J’essuyais ce qu’il venait de me dire, car je ne l’avais jamais vu aussi franc et direct, même s’il n’est pas du genre à ménager ses interlocuteurs. Cela dit, je ne contestais pas, j’attendais la suite.

Monsieur Fernand ajouta : « Tu vois, nous nous entendons bien toi et moi, nous avons beaucoup de choses en commun… cela ne t’a jamais posé question ? Où est ta jeunesse ? Où est la vie en toi ? Comme je viens de le dire, dès que tu sens la vie monter en toi, tu paniques et tu te dis « Mon Dieu, qu’est-ce que c’est que ça ? », tellement, tu t’es habitué au silence. »

« Dès que tu découvres au hasard d’un détour, un soupçon de vie en toi, je l’ai bien vu, tu t’empresses de revenir sur le chemin que tu connais bien ; c’est vrai que c’est rassurant, mais c’est aussi mortel. Et chaque jour, la vie s’échappe de toi, parce que la vie te fait peur.

Je ne te connais pas très bien, tu ne me connais pas bien non plus, mais je te vois quasi tous les jours, la mine triste, figé, plus coincé que moi encore, dans de vieilles habitudes. »

Et là il se tourne vers ses plantes, les pointe du doigt et me dit : « Tu vois ces plantes, si je ne leur donnais pas d’eau, elles mourraient, mais même avec de l’eau, si je ne les plaçais pas au soleil, elles mourraient aussi… Le terreau, l’eau, le soleil… ce sont des éléments dont elles ont besoin. Si je les cache à l’ombre, elles ne brûleront pas, c’est vrai, par les rayons du soleil, mais elles ne vivront pas non plus. ».

Il continua ainsi, avec d’autres analogies dont certaines plus hasardeuses, mais l’écouter me faisait du bien, même si ça me faisait du mal en même temps. Il laissa une dernière pause avant de finir par cette phrase qui parlait encore de l’anxiété sans la nommer :

« Quand ton cœur se met à battre plus fort, tu as peur, tu crois que tu vas mourir, alors que c’est le signe que tu vas vivre… C’est la vie qui te fait peur et ça m’attriste de te voir comme ça. Tu ne devrais pas traîner avec les vieux comme moi. Même si tes visites ne me dérangent pas… ».

Il s’arrêta ici.
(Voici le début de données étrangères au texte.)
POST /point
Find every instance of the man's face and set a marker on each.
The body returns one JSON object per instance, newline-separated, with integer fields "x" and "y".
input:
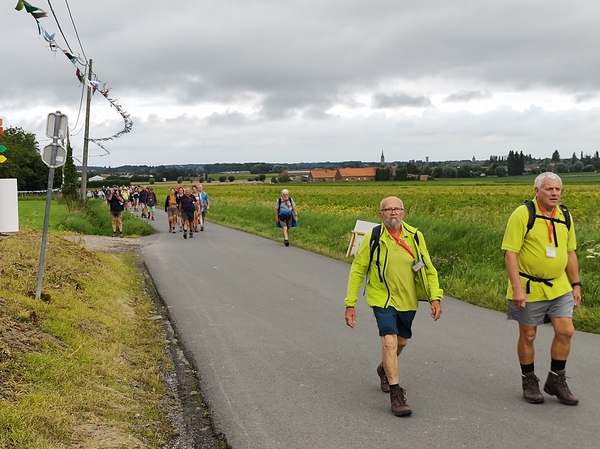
{"x": 549, "y": 195}
{"x": 392, "y": 213}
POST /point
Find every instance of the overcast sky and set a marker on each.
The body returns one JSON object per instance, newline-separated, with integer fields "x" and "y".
{"x": 312, "y": 80}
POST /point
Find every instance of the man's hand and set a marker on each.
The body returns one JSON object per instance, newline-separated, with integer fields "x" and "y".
{"x": 519, "y": 298}
{"x": 577, "y": 296}
{"x": 436, "y": 309}
{"x": 350, "y": 316}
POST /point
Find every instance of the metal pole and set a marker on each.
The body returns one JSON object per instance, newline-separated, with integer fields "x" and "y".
{"x": 85, "y": 137}
{"x": 38, "y": 289}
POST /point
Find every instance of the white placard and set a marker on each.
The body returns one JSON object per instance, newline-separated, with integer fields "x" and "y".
{"x": 9, "y": 206}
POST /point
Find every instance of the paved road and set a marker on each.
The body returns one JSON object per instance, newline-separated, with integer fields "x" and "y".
{"x": 264, "y": 325}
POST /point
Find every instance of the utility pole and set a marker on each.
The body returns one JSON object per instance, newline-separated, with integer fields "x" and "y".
{"x": 85, "y": 137}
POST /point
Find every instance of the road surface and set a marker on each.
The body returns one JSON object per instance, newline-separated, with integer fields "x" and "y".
{"x": 264, "y": 326}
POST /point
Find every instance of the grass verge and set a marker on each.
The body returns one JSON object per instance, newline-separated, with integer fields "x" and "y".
{"x": 83, "y": 367}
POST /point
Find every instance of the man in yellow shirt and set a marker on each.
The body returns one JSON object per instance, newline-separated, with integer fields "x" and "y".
{"x": 398, "y": 275}
{"x": 544, "y": 281}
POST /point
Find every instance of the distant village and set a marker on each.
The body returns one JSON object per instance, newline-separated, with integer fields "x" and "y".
{"x": 515, "y": 164}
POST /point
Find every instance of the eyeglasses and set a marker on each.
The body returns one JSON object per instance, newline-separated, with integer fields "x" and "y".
{"x": 389, "y": 210}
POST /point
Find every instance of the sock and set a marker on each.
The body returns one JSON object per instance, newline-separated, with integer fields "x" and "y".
{"x": 557, "y": 365}
{"x": 526, "y": 369}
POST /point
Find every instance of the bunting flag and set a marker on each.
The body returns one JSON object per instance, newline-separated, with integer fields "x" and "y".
{"x": 96, "y": 85}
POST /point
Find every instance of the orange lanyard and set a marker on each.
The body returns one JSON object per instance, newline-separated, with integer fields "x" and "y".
{"x": 401, "y": 242}
{"x": 549, "y": 223}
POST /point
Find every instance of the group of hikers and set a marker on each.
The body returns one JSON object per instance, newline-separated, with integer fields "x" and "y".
{"x": 544, "y": 285}
{"x": 187, "y": 208}
{"x": 539, "y": 244}
{"x": 184, "y": 207}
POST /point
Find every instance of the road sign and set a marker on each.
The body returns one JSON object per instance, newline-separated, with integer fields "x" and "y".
{"x": 63, "y": 123}
{"x": 61, "y": 156}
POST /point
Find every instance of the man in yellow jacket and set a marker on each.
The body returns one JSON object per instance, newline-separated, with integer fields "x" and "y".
{"x": 399, "y": 273}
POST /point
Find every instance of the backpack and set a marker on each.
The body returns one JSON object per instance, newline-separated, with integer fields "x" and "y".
{"x": 279, "y": 204}
{"x": 533, "y": 215}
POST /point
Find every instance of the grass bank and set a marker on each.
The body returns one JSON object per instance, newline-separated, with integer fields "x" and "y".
{"x": 463, "y": 225}
{"x": 82, "y": 369}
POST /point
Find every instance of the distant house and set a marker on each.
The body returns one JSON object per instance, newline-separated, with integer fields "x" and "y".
{"x": 355, "y": 174}
{"x": 322, "y": 175}
{"x": 298, "y": 175}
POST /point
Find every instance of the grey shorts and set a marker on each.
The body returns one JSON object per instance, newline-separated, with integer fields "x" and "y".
{"x": 534, "y": 313}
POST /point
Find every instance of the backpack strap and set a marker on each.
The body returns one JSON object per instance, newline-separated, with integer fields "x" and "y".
{"x": 533, "y": 215}
{"x": 374, "y": 244}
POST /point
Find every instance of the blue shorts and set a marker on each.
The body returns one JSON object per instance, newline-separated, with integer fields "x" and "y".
{"x": 392, "y": 322}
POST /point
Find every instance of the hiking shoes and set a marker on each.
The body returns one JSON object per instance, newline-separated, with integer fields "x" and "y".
{"x": 398, "y": 400}
{"x": 385, "y": 385}
{"x": 531, "y": 389}
{"x": 556, "y": 385}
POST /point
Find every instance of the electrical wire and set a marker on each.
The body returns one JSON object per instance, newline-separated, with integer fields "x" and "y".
{"x": 58, "y": 24}
{"x": 83, "y": 88}
{"x": 75, "y": 28}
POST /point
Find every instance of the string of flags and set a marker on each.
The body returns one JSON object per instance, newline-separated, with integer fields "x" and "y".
{"x": 96, "y": 85}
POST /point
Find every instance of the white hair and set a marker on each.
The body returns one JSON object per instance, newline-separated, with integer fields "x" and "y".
{"x": 539, "y": 181}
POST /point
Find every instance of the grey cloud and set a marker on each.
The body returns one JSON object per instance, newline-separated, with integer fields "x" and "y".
{"x": 466, "y": 96}
{"x": 582, "y": 98}
{"x": 382, "y": 101}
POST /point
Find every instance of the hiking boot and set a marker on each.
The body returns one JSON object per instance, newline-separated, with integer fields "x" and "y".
{"x": 385, "y": 385}
{"x": 531, "y": 389}
{"x": 399, "y": 405}
{"x": 556, "y": 385}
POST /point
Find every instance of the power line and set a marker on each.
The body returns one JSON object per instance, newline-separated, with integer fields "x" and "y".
{"x": 58, "y": 24}
{"x": 75, "y": 28}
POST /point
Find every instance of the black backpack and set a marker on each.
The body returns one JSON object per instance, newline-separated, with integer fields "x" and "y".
{"x": 533, "y": 215}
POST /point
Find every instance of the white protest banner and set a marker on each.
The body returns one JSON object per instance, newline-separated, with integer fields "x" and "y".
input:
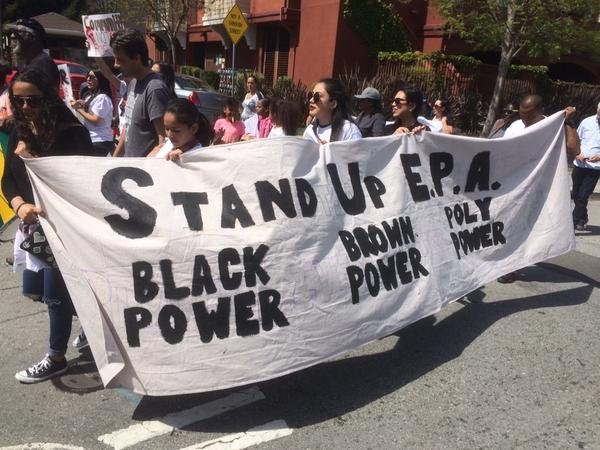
{"x": 250, "y": 261}
{"x": 65, "y": 83}
{"x": 98, "y": 29}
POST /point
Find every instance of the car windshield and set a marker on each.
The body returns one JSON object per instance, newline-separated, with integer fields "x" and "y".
{"x": 79, "y": 70}
{"x": 191, "y": 83}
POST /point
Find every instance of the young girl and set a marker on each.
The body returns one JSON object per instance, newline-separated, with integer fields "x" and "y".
{"x": 187, "y": 130}
{"x": 230, "y": 128}
{"x": 97, "y": 111}
{"x": 264, "y": 121}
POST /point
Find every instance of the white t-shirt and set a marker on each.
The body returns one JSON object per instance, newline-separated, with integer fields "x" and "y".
{"x": 125, "y": 118}
{"x": 350, "y": 132}
{"x": 101, "y": 105}
{"x": 589, "y": 133}
{"x": 249, "y": 105}
{"x": 516, "y": 128}
{"x": 168, "y": 146}
{"x": 276, "y": 132}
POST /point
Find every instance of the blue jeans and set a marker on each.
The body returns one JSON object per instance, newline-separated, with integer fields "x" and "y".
{"x": 584, "y": 182}
{"x": 50, "y": 286}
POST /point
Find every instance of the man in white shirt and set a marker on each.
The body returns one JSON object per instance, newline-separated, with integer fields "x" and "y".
{"x": 531, "y": 111}
{"x": 586, "y": 168}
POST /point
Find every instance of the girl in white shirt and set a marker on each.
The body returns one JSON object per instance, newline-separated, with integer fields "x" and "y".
{"x": 328, "y": 106}
{"x": 97, "y": 111}
{"x": 187, "y": 130}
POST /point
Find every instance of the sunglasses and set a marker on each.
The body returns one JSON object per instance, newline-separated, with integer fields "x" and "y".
{"x": 314, "y": 96}
{"x": 33, "y": 101}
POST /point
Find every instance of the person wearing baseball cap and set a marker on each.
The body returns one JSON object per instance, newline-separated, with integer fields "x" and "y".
{"x": 29, "y": 42}
{"x": 370, "y": 121}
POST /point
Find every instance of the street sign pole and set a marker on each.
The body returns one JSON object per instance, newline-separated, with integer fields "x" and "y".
{"x": 235, "y": 25}
{"x": 233, "y": 71}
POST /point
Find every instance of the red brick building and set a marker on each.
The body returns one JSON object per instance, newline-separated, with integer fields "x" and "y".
{"x": 309, "y": 39}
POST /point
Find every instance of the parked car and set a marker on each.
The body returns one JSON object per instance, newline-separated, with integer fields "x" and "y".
{"x": 208, "y": 101}
{"x": 78, "y": 75}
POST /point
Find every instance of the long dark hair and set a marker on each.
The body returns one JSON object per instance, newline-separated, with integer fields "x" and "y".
{"x": 341, "y": 112}
{"x": 185, "y": 112}
{"x": 286, "y": 114}
{"x": 53, "y": 113}
{"x": 415, "y": 96}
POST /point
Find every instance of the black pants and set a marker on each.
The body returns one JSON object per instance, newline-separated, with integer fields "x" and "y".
{"x": 584, "y": 182}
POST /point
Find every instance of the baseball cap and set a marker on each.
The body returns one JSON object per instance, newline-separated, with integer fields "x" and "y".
{"x": 369, "y": 93}
{"x": 34, "y": 27}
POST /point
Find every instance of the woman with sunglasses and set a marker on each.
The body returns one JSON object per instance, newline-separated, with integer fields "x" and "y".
{"x": 43, "y": 126}
{"x": 441, "y": 116}
{"x": 331, "y": 120}
{"x": 406, "y": 107}
{"x": 97, "y": 111}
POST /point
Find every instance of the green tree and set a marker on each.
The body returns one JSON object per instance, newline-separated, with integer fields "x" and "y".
{"x": 16, "y": 9}
{"x": 378, "y": 23}
{"x": 534, "y": 27}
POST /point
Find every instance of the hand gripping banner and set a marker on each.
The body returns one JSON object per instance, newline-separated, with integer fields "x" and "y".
{"x": 246, "y": 262}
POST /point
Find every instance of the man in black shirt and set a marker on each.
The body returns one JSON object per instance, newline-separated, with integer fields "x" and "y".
{"x": 30, "y": 42}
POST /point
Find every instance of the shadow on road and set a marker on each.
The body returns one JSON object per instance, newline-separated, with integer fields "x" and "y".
{"x": 330, "y": 390}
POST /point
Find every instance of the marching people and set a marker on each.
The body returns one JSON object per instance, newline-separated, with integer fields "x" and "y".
{"x": 441, "y": 116}
{"x": 509, "y": 115}
{"x": 29, "y": 44}
{"x": 167, "y": 73}
{"x": 147, "y": 97}
{"x": 586, "y": 167}
{"x": 186, "y": 128}
{"x": 406, "y": 107}
{"x": 44, "y": 126}
{"x": 253, "y": 95}
{"x": 264, "y": 124}
{"x": 531, "y": 111}
{"x": 97, "y": 112}
{"x": 331, "y": 120}
{"x": 371, "y": 120}
{"x": 229, "y": 128}
{"x": 285, "y": 117}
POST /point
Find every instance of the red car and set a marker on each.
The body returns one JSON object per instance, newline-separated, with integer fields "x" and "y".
{"x": 78, "y": 74}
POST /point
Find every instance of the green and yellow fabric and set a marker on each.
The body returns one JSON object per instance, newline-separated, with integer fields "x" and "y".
{"x": 6, "y": 212}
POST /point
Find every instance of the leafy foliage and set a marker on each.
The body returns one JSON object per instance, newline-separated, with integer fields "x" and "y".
{"x": 378, "y": 23}
{"x": 535, "y": 27}
{"x": 538, "y": 27}
{"x": 17, "y": 9}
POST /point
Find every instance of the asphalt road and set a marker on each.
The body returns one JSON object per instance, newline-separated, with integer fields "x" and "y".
{"x": 511, "y": 366}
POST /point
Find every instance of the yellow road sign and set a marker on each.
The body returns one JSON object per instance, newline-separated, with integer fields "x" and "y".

Puis regarda l’horloge et dit : « Ah mais il est tard ! J’ai été bavard aujourd’hui... », ce qui voulait dire qu’il avait envie de passer à autre chose, d’aller se reposer et lire sans doute. Il n’y aurait pas de balade aujourd’hui.

Je lui répondis simplement: « Ah oui vous avez raison, en plus j’avais prévu du ménage aujourd’hui… », ce qui n’était pas vrai, « Il faut que j’y aille ! ».
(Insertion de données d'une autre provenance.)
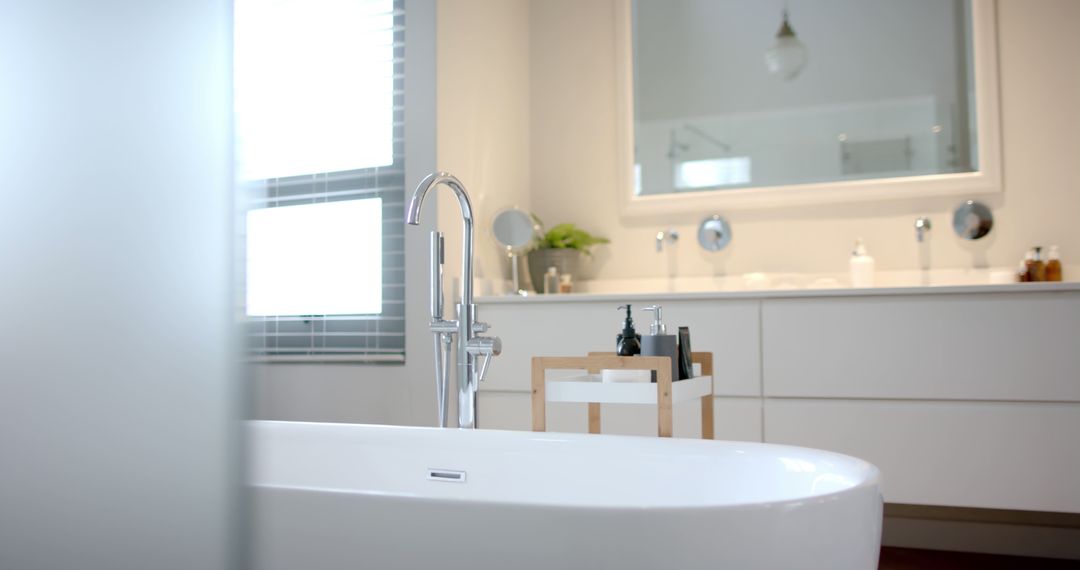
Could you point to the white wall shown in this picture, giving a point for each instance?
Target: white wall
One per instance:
(574, 161)
(119, 385)
(483, 119)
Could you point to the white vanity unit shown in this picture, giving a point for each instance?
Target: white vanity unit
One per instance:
(963, 395)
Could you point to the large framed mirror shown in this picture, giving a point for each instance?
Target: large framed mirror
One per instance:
(750, 104)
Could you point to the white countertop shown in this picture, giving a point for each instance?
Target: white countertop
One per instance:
(781, 294)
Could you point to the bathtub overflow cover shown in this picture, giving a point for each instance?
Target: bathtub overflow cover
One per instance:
(446, 475)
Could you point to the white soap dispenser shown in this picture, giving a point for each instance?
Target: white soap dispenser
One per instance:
(862, 266)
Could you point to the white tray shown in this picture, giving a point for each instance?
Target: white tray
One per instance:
(589, 388)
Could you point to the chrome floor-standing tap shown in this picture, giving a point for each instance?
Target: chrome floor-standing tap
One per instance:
(471, 347)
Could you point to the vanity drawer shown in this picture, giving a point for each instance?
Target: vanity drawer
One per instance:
(995, 347)
(980, 455)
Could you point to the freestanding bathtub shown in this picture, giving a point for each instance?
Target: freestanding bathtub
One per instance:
(370, 497)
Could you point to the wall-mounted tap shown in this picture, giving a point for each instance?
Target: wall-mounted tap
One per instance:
(921, 228)
(471, 345)
(670, 235)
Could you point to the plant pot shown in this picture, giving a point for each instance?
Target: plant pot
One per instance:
(566, 260)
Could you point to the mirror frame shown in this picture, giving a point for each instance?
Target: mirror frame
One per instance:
(986, 180)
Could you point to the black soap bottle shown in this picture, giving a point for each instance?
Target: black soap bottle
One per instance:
(629, 342)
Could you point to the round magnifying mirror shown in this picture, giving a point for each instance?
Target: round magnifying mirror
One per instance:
(714, 233)
(972, 220)
(513, 228)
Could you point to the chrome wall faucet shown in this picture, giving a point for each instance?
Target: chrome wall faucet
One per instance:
(471, 347)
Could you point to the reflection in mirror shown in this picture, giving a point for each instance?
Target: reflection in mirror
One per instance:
(514, 229)
(846, 90)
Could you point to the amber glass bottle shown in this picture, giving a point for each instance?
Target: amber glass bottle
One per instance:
(1053, 265)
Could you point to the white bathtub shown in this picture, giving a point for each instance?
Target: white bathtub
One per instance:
(368, 497)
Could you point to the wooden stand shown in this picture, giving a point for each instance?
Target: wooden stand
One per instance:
(590, 390)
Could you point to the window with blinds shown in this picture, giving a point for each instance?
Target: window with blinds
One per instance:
(320, 121)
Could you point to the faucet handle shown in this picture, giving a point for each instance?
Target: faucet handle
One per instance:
(486, 347)
(444, 326)
(671, 235)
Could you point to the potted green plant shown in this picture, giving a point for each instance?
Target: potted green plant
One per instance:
(565, 247)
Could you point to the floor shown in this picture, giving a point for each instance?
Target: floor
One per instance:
(893, 558)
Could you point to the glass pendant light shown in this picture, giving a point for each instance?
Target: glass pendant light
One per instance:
(787, 56)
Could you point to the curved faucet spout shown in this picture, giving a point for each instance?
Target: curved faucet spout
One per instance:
(470, 345)
(413, 217)
(433, 179)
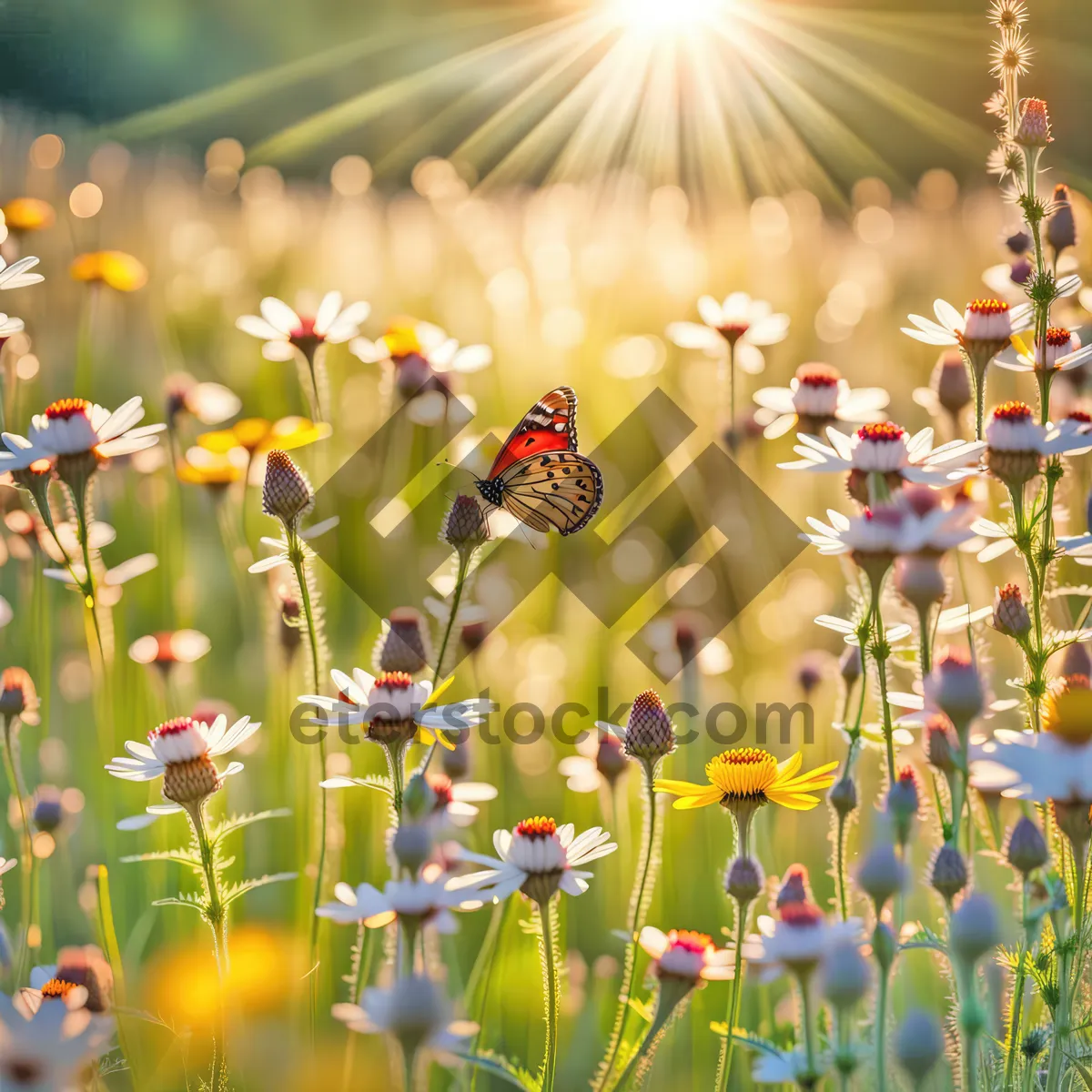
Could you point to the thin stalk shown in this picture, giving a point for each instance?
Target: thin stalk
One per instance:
(552, 994)
(638, 907)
Je le quittais soudainement et arrivé dans le couloir de l’immeuble, j’étais comme sonné par tout ce qu’il venait de me dire. Je savais que ses mots allaient résonner en moi durant des semaines, que j’allais les porter, les tourner et les retourner dans ma tête, que la nuit je repenserais à des morceaux, à des phrases, et que d’autres morceaux viendraient se mélanger dans mes rêves, d’autres personnages viendront se glisser dans cette conversation, ou même prendre la place de Monsieur Fernand ou de la mienne.



------------- Monsieur Fernand et les Martinets noirs ---------------



Contrairement à d’habitude, nous n’avions pas pu aller marcher après la sieste de Monsieur Fernand, vers 14h, car il était invité à manger dans sa famille, que je ne connaissais pas d’ailleurs. Il m’avait rappelé, l’avant-veille, que je pourrais passer, le dimanche suivant, après le souper, si j’avais le temps pour une petite promenade.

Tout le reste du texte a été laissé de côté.